In a mixing bowl, stir together 1 1/2 cups flour, 1/2 teaspoon salt and 1 teaspoon sugar. Stirring enables the salt and sugar to sift the flour, so you don’t need to sift it in advance. In a small bowl, whisk together the oils, milk and almond extract. Pour this mixture into the flour mixture and mix gently with a fork, just enough to dampen; do not overwork it. Then, transfer the dough to a 10-inch tart pan (you can use a slightly smaller or larger one, if needed), and use your hands to pat out the dough so it covers the bottom of the pan, pushing it up the sides to meet the edge. This will work if you pat firmly and confidently, but not if you curl your fingertips into the dough. It should be about an 1/ 8-inch thick all around; trim and discard excess dough.
Starting on the outside, arrange the peach slices overlapping in a concentric circle over the pastry; fill in the center in whatever pattern makes sense. The peaches should fit snugly.

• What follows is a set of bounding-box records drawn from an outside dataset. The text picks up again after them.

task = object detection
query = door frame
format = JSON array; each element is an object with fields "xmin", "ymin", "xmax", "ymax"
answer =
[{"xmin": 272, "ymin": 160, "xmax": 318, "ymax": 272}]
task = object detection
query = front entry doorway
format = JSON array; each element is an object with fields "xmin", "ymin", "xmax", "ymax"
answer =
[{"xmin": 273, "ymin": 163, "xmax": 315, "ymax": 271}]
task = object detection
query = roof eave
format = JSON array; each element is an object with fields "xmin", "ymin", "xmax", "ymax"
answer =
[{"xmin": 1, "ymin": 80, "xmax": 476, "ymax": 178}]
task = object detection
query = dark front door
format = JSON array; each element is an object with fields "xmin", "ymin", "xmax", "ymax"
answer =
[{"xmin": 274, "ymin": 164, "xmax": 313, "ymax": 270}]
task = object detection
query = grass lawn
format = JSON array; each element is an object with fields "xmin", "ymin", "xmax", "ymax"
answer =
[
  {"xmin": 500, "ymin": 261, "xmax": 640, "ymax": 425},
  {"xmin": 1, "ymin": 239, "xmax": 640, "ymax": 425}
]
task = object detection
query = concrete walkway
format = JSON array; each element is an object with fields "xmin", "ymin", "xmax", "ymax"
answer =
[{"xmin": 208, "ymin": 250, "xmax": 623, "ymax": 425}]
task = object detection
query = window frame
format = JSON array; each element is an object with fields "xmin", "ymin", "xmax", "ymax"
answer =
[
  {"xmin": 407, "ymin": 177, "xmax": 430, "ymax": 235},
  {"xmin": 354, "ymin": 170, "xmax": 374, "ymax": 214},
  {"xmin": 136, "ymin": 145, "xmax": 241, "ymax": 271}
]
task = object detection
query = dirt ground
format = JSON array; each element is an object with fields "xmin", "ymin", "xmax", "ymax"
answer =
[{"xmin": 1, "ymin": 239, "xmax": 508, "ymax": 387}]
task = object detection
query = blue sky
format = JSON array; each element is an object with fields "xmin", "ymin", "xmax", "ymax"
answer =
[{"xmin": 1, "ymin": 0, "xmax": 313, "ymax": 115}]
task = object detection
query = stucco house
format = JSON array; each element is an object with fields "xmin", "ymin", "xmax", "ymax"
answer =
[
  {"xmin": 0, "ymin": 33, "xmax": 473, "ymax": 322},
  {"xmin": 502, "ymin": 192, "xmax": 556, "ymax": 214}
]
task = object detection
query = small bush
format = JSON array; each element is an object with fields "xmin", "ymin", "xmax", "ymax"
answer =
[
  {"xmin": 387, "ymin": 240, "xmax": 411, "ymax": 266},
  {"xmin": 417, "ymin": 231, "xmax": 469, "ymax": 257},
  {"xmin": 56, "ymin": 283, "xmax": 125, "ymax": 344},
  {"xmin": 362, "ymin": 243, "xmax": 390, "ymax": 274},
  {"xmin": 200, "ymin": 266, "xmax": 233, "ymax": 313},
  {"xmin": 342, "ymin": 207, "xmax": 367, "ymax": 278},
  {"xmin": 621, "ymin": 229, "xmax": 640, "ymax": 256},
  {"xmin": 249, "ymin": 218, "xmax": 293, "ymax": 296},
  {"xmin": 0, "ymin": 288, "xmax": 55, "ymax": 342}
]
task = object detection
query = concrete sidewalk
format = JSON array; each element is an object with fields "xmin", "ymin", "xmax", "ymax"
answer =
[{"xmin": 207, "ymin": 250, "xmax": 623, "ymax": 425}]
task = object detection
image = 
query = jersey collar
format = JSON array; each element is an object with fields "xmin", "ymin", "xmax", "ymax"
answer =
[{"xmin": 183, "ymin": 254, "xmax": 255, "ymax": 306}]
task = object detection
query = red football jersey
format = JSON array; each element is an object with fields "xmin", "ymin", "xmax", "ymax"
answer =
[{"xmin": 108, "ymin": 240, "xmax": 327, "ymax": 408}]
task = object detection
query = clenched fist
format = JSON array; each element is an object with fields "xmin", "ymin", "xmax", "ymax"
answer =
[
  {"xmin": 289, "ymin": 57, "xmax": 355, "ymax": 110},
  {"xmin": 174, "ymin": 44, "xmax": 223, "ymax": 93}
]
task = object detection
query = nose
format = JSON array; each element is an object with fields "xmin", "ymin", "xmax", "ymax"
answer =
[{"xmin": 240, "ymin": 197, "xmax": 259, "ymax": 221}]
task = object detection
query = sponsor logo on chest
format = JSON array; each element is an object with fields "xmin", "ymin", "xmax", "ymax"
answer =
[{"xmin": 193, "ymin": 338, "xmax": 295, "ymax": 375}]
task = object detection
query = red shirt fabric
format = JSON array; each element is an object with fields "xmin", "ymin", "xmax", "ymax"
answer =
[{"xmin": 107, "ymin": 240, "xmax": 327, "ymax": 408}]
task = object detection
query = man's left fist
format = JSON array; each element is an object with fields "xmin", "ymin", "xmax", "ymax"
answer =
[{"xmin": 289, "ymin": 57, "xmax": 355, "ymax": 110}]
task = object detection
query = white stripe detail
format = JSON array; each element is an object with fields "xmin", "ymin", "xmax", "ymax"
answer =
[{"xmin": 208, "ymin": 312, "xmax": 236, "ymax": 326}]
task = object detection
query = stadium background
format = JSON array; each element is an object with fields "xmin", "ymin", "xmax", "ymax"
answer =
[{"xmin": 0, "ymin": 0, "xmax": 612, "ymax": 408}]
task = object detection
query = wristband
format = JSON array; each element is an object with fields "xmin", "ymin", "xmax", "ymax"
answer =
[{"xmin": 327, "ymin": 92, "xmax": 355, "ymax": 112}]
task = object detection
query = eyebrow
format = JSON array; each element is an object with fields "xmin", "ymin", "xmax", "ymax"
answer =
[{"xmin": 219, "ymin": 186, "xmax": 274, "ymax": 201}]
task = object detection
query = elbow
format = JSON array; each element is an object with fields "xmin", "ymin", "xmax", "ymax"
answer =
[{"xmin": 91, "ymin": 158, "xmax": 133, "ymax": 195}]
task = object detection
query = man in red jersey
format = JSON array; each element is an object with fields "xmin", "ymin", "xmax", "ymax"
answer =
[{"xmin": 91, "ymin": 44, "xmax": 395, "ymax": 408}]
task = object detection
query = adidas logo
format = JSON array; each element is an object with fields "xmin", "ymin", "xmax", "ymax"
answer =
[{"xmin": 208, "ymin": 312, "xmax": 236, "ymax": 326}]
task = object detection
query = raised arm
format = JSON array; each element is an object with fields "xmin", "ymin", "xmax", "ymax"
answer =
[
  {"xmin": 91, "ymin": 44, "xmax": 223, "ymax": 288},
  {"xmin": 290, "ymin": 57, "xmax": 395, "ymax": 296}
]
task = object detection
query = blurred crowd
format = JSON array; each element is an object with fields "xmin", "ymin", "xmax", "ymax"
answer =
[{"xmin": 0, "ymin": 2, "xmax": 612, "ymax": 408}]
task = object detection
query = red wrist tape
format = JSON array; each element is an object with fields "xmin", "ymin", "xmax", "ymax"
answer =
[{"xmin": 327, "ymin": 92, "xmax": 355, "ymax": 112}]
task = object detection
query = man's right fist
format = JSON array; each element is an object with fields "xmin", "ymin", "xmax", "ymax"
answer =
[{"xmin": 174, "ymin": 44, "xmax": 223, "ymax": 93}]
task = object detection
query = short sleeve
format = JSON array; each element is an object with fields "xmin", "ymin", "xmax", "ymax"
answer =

In a bowl, combine 3/4 cup sugar, 2 tablespoons flour, 1/4 teaspoon salt and the butter. (If your peaches are especially juicy, add 1 tablespoon additional flour.) Using your fingers, pinch the butter into the dry ingredients until crumbly, with a mixture of fine granules and tiny pebbles.
Sprinkle the pebbly butter mixture over top of the peaches (it will seem like a lot). Bake for 40 to 45 minutes, until shiny, thick bubbles begin enveloping the fruit and the crust is slightly brown. Cool on a wire rack. Serve warm or room temperature, preferably with generous dollops of whipped cream or scoops of vanilla ice cream.